Imiscuír-nos no pensar de Nero é descobrir um arquiteto que planeia os seus livros com uma obsessão rigorosa pela simetria, uma característica que associa a uma certa "alma árabe", onde a arquitetura é feita de equilíbrios geométricos. Influenciado pela estética visual de realizadores como Stanley Kubrick ou Wes Anderson, o poeta organiza a sua produção através de jogos de espelhos e centros de equilíbrio.
Cada volume da sua "Trilogia do Espírito" rege-se por uma numerologia e um elemento próprios. "Oceano" (Água) é dominado pela simbologia do número cinco; "Telúria" (Terra) foca-se no número três, espelhando a transição do campo para a cidade e o posterior regresso à natureza; "Akbar" (Fogo) estrutura-se sobre o número quatro, correspondendo às fases da lua. Esta organização não é meramente cosmética; é uma estrutura de suporte para o espírito e para o livro enquanto objeto visual total, onde os frontispícios e as cores das capas comunicam entre si.

Com formação musical pelo conservatório, Nero admite que os seus versos nascem frequentemente no som antes da palavra. Aglomeram-se sonoridades na sua mente, intuições rítmicas que acabam por ditar a escolha dos vocábulos. Para o autor, a musicalidade é um território que a poesia contemporânea tem muitas vezes negligenciado, mas que ele reclama como essencial, explorando ritmos que vão para além da rima tradicional e que tornam os poemas mais vivos.
Esta ligação ao som levou-o a uma nova dimensão: a recitação ao vivo. Se inicialmente hesitava em dizer os seus próprios textos, a experiência em festivais como o MED ou a Feira Medieval de Silves mudou a sua perceção. Ao declamar acompanhado por instrumentos como o rubab afegão, o alaúde árabe ou a flauta ney, Nero descobriu que os seus textos passam a "respirar de outra forma", ganhando camadas de sentimento que a leitura silenciosa nem sempre revela.
Em "Akbar — Lunário Poético duma Alma ainda Árabe", publicado em 2025, Nero respira a memória depositada nas pedras de Silves. O livro é uma resposta à curiosidade sobre a influência árabe que persiste na agricultura, na arquitetura e na alma da região. Mais do que um exercício histórico, o título remete para o que é "maior", cruzando a ideia de destino com um lunário poético que divide a narrativa em quatro partes: do nascimento da fé islâmica à queda do império e às pontes com o presente multicultural.
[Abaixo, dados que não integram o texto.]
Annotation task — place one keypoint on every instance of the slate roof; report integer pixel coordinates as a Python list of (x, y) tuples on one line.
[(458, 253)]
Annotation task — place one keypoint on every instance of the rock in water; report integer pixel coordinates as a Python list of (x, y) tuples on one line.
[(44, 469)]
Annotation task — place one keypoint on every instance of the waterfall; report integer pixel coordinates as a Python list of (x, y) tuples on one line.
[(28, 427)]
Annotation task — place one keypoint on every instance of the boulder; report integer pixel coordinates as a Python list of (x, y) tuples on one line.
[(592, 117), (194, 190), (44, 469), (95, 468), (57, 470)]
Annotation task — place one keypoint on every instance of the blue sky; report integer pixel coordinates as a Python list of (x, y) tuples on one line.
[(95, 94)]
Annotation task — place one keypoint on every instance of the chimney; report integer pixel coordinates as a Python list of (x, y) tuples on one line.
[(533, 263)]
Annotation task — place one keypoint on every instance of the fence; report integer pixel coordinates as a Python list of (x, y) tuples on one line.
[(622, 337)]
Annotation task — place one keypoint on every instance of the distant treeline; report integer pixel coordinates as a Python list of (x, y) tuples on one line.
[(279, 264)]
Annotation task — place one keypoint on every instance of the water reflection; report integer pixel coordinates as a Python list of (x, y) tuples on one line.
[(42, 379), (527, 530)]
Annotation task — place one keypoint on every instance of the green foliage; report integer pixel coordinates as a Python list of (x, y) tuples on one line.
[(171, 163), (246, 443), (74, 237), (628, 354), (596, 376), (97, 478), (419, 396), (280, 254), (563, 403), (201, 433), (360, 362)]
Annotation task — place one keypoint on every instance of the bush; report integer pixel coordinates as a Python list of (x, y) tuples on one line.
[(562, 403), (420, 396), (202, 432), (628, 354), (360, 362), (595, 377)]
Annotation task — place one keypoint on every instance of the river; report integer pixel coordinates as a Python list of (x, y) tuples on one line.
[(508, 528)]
Apresentado à sombra das muralhas de grés, no Café Inglês, a obra propõe o silêncio e a tolerância como instrumentos de convivência. Para o autor, este livro devolve ao leitor uma parte de si que permanecia adormecida, evocando o legado de figuras como Ibn 'Ammar e al-Mu'tamid.
O percurso de Nero tem sido um caminho de abertura. A sua experiência internacional em Marrocos e Espanha, através do projeto "Poesias do Mundo" alavancou um gosto pelo qual admite vir a aventurar-se, sem levantar para já o pano além da dose de introdução necessária aos curiosos.
Embora recuse o papel de ativista explícito, Nero reconhece que a sua poesia carrega bandeiras de diálogo intercultural e autoconhecimento. O seu próximo projeto literário promete alargar o círculo para lá do Mediterrâneo, mergulhando na sabedoria ancestral da Amazónia e na cosmogonia Tupi-Guarani. Ali, procura explorar a ideia de que a palavra e a alma são a mesma coisa: nomear um ser é assumir a sua alma.
No horizonte está ainda um trabalho sobre neurodivergências, um tema que Nero encara como uma exploração da singularidade do cérebro e como parte de uma busca contínua pela serenidade. Nero vai deste modo compondo origamis de peso e luz dos meandros e interseções dos mundos que existem no passo que tomamos, no que tomaremos, na terra e debaixo do sol em que isso se dá. Como um ourives da palavra, um bardo do verso, o Zéfiro dos vários quandos e formas do ser.